# Lokal entwickeln

Im geklonten Workspace startest du jede Anwendung mit ap run-local, nutzt die Runtimes aus .tool-versions und hältst dich an die Regeln für generierte und eigene Dateien, die auch für KI-Agenten gelten.

> Source: https://www.application-platform.com/de/docs/local-development/

Ein geklontes Projekt liegt unter `~/Documents/application-platform/<organisations-slug>/<projekt-slug>/` mit einem Ordner pro Repository; Symlinks auf `local-configuration` legen `AGENTS.md`, `CLAUDE.md`, `.cursor`, `.claude`, `.codex` und `.vscode` daneben.

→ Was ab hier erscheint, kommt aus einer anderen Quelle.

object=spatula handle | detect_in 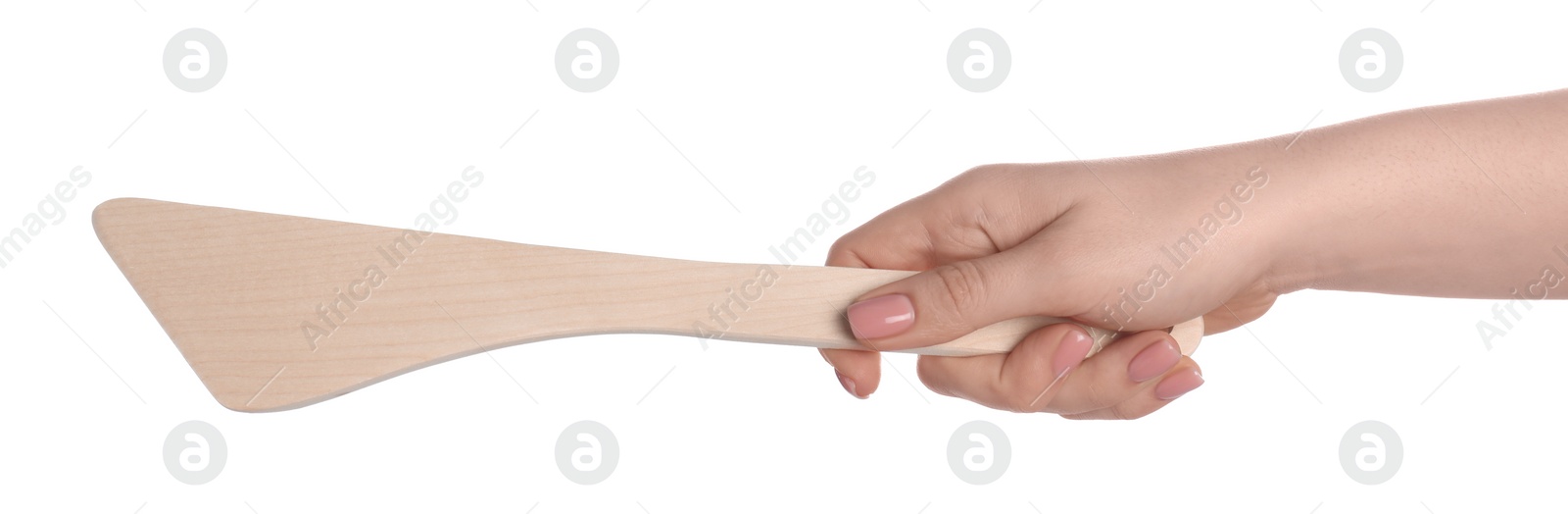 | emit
[605,262,1202,356]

Öffne im Editor den Projektordner statt eines einzelnen Repositories; im [Remote-Workspace]({{< relref "workspaces-overview" >}}) ist das Layout identisch.

## Anwendungen starten

Jede Anwendung startet im Root ihres Repositories mit demselben Befehl:

```bash
ap run-local
```

Ein Backend startet Docker-Dienste und Dev-Server, eine App Flutter Web oder den Dev-Server ihres Stacks, eine Homepage Hugo oder Astro, jeweils mit den Env-Dateien und auf festen Ports (`ap ports`). Bei Flutter gibst du Ziel und Gerät an, etwa `ap run-local chrome`; `--env dev` lädt die Dev-Konfiguration statt der lokalen, und der Start-Button der Plattform-Extension führt denselben Befehl aus, siehe [Anwendungen starten]({{< relref "workspace-ubuntu-dev-scripts" >}}).

## Runtimes über asdf

Die Runtime-Versionen stehen pro Repository in `.tool-versions`; `asdf` verwaltet sie auf macOS und Linux, auf Windows FVM, NVM und HVM. `ap bootstrap` installiert sie ohne Start der Anwendung, `ap doctor` zeigt fehlende Werkzeuge. Installiere Runtimes nicht global am Projekt vorbei, sonst baut deine Maschine anders als die Pipeline.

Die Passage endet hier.